No início do mês, o prémio Nobel da Literatura foi atribuído, pela primeira vez, a um músico: Bob Dylan. “Por ter criado novas expressões poéticas dentro da grande tradição da música americana”. Mas, apesar do imenso mérito de Dylan, literatura é literatura. Não mudemos os tempos.
Sei que vou ouvir muitas opiniões divergentes quanto a este tema. Mas como leitor ávido (tento sê-lo, tanto quanto o tempo mo permite), sinto-me perplexo pela decisão da academia sueca encarregue de entregar os prestigiados prémios Nobel. Muitos ficaram alegremente surpreendidos. Eu prefiro o cepticismo.
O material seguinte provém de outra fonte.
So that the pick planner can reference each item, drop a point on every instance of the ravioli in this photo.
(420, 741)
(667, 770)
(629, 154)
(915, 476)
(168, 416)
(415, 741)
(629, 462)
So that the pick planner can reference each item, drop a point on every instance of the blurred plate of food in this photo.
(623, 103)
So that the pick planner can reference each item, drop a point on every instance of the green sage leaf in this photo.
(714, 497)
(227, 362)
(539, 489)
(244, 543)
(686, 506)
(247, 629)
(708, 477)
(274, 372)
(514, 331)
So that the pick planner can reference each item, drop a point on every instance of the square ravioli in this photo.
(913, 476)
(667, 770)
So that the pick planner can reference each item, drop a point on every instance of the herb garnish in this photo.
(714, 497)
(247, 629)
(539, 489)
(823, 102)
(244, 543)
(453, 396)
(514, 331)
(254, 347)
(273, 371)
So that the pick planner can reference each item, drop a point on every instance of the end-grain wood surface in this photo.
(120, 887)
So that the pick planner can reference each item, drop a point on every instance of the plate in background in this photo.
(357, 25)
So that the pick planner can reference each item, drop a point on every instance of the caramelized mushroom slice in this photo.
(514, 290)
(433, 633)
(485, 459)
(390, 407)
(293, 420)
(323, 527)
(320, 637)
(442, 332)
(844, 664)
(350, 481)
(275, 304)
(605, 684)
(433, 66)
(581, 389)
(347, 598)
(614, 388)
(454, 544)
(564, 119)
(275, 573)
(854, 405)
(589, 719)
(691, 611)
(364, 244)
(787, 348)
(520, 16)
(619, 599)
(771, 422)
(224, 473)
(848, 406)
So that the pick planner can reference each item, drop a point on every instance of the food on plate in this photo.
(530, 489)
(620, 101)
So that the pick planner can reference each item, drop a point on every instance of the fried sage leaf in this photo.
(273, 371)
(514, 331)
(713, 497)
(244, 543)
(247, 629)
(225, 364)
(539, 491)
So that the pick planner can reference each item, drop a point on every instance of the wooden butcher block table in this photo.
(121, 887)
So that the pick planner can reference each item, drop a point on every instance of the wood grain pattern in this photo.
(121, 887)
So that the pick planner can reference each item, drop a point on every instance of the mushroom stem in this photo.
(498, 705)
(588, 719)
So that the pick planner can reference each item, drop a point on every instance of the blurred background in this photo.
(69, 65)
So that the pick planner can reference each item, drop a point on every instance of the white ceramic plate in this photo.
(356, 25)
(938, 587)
O prémio Nobel da Literatura é entregue, desde 1901, a indivíduos que tenham “produzido, no campo da literatura, trabalho extraordinário”, segundo as palavras de Alfred Nobel. Entre a extraordinária lista de laureados estão Pablo Neruda, John Steinbeck, Ernest Hemingway, Albert Camus, Gabriel García Marquéz e o nosso José Saramago. A lista de escritores excelentes, para os quais olhamos nos dias de hoje como exemplos, continua.
E eis que chegamos a 2016 e, pela primeira vez, um músico recebe o prémio mais importante na história da literatura mundial. Não me levem a mal, não estou contra uma nova mudança nas escolhas da academia. Se acho que a música devia ser considerada para um prémio pela academia Nobel? Sem dúvida. Muitos músicos e compositores merecem ser premiados pela forma como contribuíram para a exposição de problemas sociais, ou simplesmente pelo brilhantismo nas suas letras/composições e nas melodias que inovaram, seja em que estilo for. Se Bob Dylan não fosse considerado, nomes influentes como Roger Waters, Paul McCartney, Nick Cave, Leonard Cohen, Willie Nelson, saltariam imediatamente à baila, pois influenciaram gerações de músicos.
Mas o que eu não concordo é com a mistura entre literatura e música. Claro que há formas de literatura dentro da escrita lírica musical. Mas misturar seria desfazer uma exclusiva proclamação àqueles que conseguem transformar simples palavras escritas num mundo nas nossas mentes. O mundo mágico da literatura é a forma de expressão que mais puxa pela nossa imaginação. Se nunca o fizeram, leiam “100 Anos de Solidão”, de Gabriel García Márquez. Nunca me senti tão criativo, tão genuinamente emocionado, e tão aleado em toda uma nova dimensão, como quando li esse livro.
A literatura traz algo para a mesa que a música nunca conseguirá. E quer queiramos, quer não, atribuir uma tonalidade maior ou menor é automaticamente embutir a letra de um significado que restringe imenso a interpretação que cada um vai ter. Com um livro, damos a voz que quisermos, a quem quisermos, onde quisermos. Com uma música, podemo-nos sentir mais ou menos tocados, mas sabemos o que podemos ou devemos sentir.
E há mais uma razão que me leva a pedir a exclusividade do prémio Nobel da Literatura, mais cínica e pessoal, que me leva a questionar esta escolha. O prémio Nobel só pode ser atribuído a pessoas que ainda vivem, e com isto deixo apenas duas observações: Milan Kundera (um dos mais brilhantes escritores do século XX, com um trabalho desenvolvido durante a Primavera de Praga, e a ocupação comunista na República Checa) tem 87 anos; Philip Roth (um dos melhores escritores americanos da segunda metade do século XX, e vencedor de um Pulitzer) tem 83. Não quero ser pessimista, até porque Kundera é o meu escritor favorito e quero que viva muitos anos. Mas arrisco-me a dizer que, caso estes senhores não ganhem o Nobel, podem-se juntar a Tolstói ou Émile Zola, que morreram antes de poderem ter sido galardoados (Zola foi nomeado em 1901 e faleceu em 1902, enquanto que Tolstói foi nomeado entre 1902 e 1906, mas faleceu em 1910).
Bob Dylan é um compositor de letras brilhante? É, sem qualquer margem para dúvidas. Mas colocar a sua condecoração ao lado de 115 anos de literatura, agora, não é satisfatório para a minha pessoa. A magia de um contador de histórias, que procura imprimir no texto certas sensações e imagens, é única. Não se consegue passar a literatura em notas musicais, e quando se passa livros para filmes, falta sempre algo, sempre algum aspecto ou caracterização, que só nós, individualmente, conseguimos apontar.
O Nobel é literário. Deixai para os livros o que dos livros é. E criai uma homenagem à música, que dignifique a extraordinária forma de expressão que é a música. Porque merece, desde sempre.